The IBM revealed that the phishing emails were sent on behalf of an executive from a legitimate Chinese company, part of CCEOP’s supply cold chain, to make the emails more trustworthy. The recipients of the emails with malicious codes (all part of organizations involved in providing transportation and other needs within the vaccine supply cold chain) were asked to log in their credentials. This step would have enabled the cyberspies to gain access to information on how governments intended to distribute the vaccines.
“Advanced insight into the purchase and movement of a vaccine that can impact life and the global economy is likely a high-value and high-priority nation-state target,” IBM said. Cybersecurity specialists warned companies to be cautious and “remain on high alert during this time.”
According to IBM, targets of the espionage campaign included:
- the European Commission’s Directorate-General Taxation and Customs Union
- various companies manufacturing solar panels, which can be used for vaccine refrigerator, companies associated with petrochemicals and production of dry ice
- a South Korean software-development company
- a German website-development company, as well as other organizations in Italy, Czech Republic and Taiwan.
IBM researchers claimed the precision, intricacy, and skill with which the phishing scheme was conducted point to a nation-state’s activity. “Without a clear path to a [pay]out, cyber-criminals are unlikely to devote the time and resources required to execute such a calculated operation.”
Apparently, this was not the first time a cyberattack meant to collect data about the COVID-19 vaccines took place. In July 2020, the UK claimed Russian spies aimed at UK organizations involved in the development of the vaccine, including Oxford. Russia denied the allegations.

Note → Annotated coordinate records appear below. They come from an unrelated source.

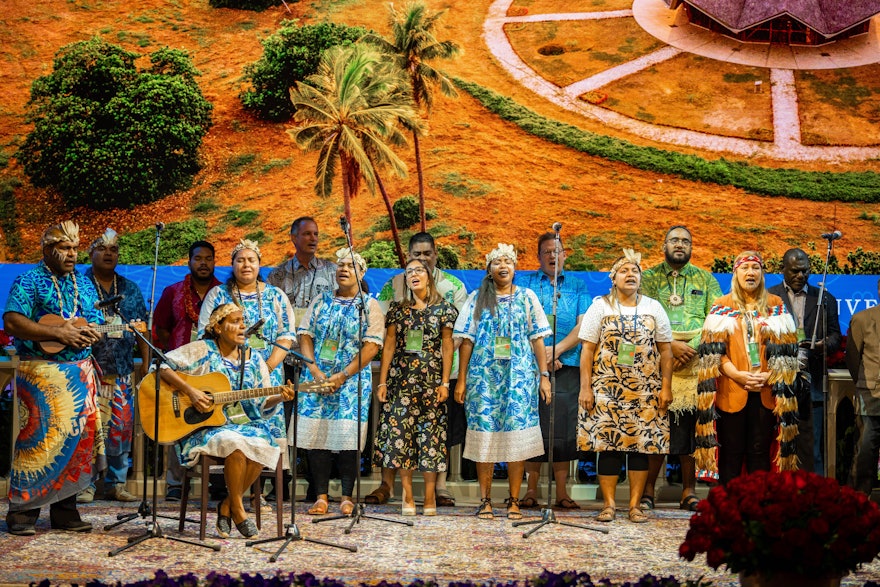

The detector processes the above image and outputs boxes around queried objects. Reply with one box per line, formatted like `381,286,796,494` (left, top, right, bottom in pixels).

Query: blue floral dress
163,340,287,469
453,287,552,463
199,282,296,386
290,292,385,451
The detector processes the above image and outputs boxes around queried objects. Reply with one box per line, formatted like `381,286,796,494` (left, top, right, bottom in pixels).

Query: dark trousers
715,392,776,483
6,493,81,527
308,448,358,496
853,416,880,495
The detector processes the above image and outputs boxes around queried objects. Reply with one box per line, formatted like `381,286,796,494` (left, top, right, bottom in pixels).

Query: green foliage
16,39,212,210
239,20,367,122
437,245,461,269
208,0,281,12
361,241,400,269
119,219,208,265
456,79,880,202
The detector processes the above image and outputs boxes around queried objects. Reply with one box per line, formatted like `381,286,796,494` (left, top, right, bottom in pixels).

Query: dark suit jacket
767,283,840,401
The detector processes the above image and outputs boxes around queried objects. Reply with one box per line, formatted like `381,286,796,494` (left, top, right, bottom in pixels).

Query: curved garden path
483,0,880,161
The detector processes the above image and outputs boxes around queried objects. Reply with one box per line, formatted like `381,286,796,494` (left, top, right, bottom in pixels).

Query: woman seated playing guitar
161,304,294,538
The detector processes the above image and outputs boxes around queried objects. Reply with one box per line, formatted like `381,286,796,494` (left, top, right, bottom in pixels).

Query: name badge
105,314,123,338
293,308,308,330
669,306,684,330
749,342,761,367
617,342,636,367
406,328,425,353
495,336,510,361
318,338,339,361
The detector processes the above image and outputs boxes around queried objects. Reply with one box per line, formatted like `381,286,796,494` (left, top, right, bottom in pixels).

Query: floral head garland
486,243,516,268
89,228,119,255
205,304,241,334
733,255,764,271
608,249,642,281
40,220,79,247
232,238,262,261
336,247,367,277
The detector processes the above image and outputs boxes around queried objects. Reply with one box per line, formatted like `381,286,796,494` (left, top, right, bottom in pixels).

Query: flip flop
364,485,391,505
554,497,581,510
678,494,700,512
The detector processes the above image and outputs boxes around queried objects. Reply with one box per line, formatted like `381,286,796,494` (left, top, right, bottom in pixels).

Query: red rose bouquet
678,471,880,577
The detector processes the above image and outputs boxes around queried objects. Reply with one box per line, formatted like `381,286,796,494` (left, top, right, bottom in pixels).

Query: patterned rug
0,501,880,587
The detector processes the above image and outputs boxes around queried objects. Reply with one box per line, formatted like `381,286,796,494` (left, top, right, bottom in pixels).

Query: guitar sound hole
183,406,214,425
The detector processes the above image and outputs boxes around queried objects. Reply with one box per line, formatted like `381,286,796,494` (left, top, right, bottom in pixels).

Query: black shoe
9,524,37,536
52,520,92,532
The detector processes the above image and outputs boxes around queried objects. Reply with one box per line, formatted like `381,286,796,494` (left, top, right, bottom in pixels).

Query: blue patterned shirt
4,261,104,362
514,269,592,367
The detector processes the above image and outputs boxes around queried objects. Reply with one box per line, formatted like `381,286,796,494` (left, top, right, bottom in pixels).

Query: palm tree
362,1,461,232
288,44,420,264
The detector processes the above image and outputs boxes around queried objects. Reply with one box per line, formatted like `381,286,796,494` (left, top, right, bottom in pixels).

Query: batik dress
578,296,672,454
454,287,552,463
199,282,296,386
290,292,385,451
163,340,287,469
4,261,106,511
373,301,458,472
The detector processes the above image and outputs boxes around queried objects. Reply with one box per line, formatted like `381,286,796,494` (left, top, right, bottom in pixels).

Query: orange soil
0,0,880,268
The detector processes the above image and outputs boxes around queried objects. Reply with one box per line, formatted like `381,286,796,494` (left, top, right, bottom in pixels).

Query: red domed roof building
664,0,880,45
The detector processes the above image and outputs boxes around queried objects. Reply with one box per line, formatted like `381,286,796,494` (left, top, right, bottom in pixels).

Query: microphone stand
512,226,609,538
104,302,200,536
806,232,834,475
244,350,357,563
107,329,220,556
312,216,413,534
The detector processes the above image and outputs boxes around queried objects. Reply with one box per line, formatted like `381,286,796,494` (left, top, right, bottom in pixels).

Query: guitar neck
211,385,284,404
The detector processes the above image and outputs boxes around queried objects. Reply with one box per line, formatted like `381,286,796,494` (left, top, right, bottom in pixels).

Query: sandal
596,505,617,522
436,489,455,508
553,497,581,510
364,485,391,505
474,497,495,520
519,495,538,510
629,507,648,524
217,499,232,538
504,496,522,520
678,494,700,512
308,499,330,516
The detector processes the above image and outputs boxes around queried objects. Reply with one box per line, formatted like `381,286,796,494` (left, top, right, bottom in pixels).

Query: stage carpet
0,501,880,586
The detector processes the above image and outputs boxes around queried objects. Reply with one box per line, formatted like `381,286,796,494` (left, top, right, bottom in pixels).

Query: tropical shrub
239,20,367,122
16,38,212,209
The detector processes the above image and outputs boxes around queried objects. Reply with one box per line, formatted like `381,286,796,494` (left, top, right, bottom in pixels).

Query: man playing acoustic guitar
3,221,104,536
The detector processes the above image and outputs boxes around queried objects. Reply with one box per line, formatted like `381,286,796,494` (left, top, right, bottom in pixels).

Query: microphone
95,296,125,310
244,318,266,339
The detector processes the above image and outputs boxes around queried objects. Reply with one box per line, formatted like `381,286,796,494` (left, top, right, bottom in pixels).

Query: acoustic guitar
37,314,147,355
137,371,332,444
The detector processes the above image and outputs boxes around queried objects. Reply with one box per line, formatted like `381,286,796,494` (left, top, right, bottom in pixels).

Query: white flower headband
40,220,79,247
89,228,119,255
608,249,642,280
336,247,367,277
486,243,516,267
232,238,262,261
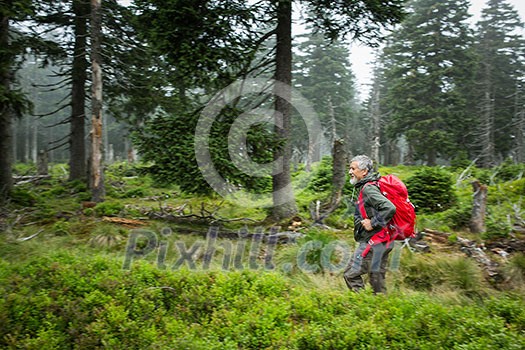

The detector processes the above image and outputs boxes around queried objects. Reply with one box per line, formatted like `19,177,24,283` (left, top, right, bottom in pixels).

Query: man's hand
361,218,373,231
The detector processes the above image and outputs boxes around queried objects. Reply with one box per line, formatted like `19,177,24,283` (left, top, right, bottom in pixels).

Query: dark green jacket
354,173,396,242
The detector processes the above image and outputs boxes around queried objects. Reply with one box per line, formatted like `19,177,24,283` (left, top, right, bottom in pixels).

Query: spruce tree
472,0,525,167
384,0,473,165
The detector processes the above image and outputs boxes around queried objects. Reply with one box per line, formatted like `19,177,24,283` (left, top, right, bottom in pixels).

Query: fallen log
423,228,499,279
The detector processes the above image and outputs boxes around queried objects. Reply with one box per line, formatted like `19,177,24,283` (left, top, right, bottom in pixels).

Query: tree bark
271,0,297,221
470,180,487,233
69,0,90,180
330,140,347,207
90,0,105,202
370,74,381,164
0,8,13,204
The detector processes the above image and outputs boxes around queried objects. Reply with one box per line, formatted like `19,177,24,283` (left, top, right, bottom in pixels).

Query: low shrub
405,167,457,213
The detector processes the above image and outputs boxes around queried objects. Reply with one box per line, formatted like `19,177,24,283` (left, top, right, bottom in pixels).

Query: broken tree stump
470,180,487,233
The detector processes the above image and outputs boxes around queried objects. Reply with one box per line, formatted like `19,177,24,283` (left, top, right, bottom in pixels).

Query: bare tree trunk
271,0,297,221
370,81,381,164
0,9,13,203
514,87,525,163
36,150,48,175
479,70,496,168
330,140,347,207
69,0,90,180
90,0,105,202
470,180,487,233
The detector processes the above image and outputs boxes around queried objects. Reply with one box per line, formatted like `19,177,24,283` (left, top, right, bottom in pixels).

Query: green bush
405,167,457,213
495,159,525,182
95,202,124,216
0,251,525,349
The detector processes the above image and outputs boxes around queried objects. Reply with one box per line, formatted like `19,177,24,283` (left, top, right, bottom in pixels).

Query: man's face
348,162,368,185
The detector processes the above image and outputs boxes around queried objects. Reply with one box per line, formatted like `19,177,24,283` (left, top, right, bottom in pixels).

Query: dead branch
17,228,44,242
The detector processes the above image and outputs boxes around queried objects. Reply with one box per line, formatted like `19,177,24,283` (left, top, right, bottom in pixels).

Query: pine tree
473,0,525,167
384,0,472,165
294,33,358,162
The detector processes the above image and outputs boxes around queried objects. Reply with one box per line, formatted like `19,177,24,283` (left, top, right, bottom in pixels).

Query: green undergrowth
0,242,525,349
4,159,525,349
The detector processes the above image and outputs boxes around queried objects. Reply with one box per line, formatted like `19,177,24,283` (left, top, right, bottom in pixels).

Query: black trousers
343,243,393,293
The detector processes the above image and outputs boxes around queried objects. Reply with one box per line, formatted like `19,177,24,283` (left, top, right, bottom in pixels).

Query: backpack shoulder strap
357,181,378,219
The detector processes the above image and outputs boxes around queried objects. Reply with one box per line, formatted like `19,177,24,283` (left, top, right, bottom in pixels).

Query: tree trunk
470,180,487,233
330,140,347,207
0,8,13,204
272,0,297,221
36,150,48,175
90,0,105,202
69,0,90,180
370,74,381,164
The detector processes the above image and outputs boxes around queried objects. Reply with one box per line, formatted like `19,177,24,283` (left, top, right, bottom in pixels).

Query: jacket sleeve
363,185,396,231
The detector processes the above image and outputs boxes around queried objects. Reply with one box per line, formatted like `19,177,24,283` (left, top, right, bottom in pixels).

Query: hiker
344,155,396,293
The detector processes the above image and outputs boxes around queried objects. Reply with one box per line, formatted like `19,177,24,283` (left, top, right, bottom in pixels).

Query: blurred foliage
405,167,457,213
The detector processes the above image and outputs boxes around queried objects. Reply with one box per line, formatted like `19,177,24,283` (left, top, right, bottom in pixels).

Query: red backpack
357,175,416,255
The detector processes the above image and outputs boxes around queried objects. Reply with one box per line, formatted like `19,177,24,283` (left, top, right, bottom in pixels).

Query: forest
0,0,525,349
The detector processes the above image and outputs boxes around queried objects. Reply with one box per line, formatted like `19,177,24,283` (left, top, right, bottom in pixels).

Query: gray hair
350,154,374,172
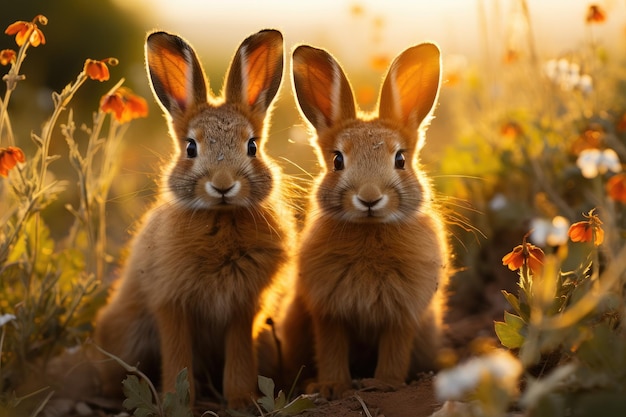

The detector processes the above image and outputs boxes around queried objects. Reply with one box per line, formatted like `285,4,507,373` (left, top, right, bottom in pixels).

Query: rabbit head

This latest hacker attack comes at a time when everyone is restlessly waiting for the vaccine to be distributed all over the world. The U.K. authorized a COVID-19 vaccine on Wednesday, becoming the first country to do so; the U.S. authorities announced they are making all efforts to authorize a vaccine by the end of this month.
In the meantime, the virus continues its surge across the U.S., with the highest death toll so far since the pandemic started, recorded on Wednesday.